Um seinen Plan umzusetzen, gab sich Alexander schon beim Abendessen die größte Mühe, stets mit Kleist im Gespräch zu sein, ihn so oft er konnte zum Lachen zu bringen, denn er lachte ganz zauberhaft. Aber auch sprach er mit ihm viel über ihn selbst, wollte möglichst alles über ihn erfahren.
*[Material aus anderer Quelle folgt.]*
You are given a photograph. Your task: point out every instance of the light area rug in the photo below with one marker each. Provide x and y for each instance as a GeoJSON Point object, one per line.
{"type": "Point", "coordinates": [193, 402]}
„Und Sie waren erst fünfzehn, als Sie dem Regiment beigetreten sind?“

Kleist nickte ein wenig schüchtern. „Mein Onkel hat es als Bedingung gestellt, dafür, dass er mich weiter versorgt.“

„Darf ich erfahren, wie viele Jahre seitdem vergangen sind?“, fragte Alexander mit einem Lächeln nach, während er das Fleisch durchschnitt.

„Ich bin nun dreiundzwanzig.“

„Ein schönes Alter.“

„Wofür?“

Alexanders Lächeln wurde zu einem Grinsen, während er ratlos mit den Schultern zuckte. „Zum Heiraten?“

„Ein Glück hat meine Tante damit noch nicht angefangen!“, versetzte Kleist sofort, sah im nächsten Moment aber ängstlich die Tafel hinab, doch alle Augen waren immer noch auf ihre Teller und alle Ohren wohl auf Ferdinand gerichtet, der wieder einmal nicht aufhören konnte, zu reden.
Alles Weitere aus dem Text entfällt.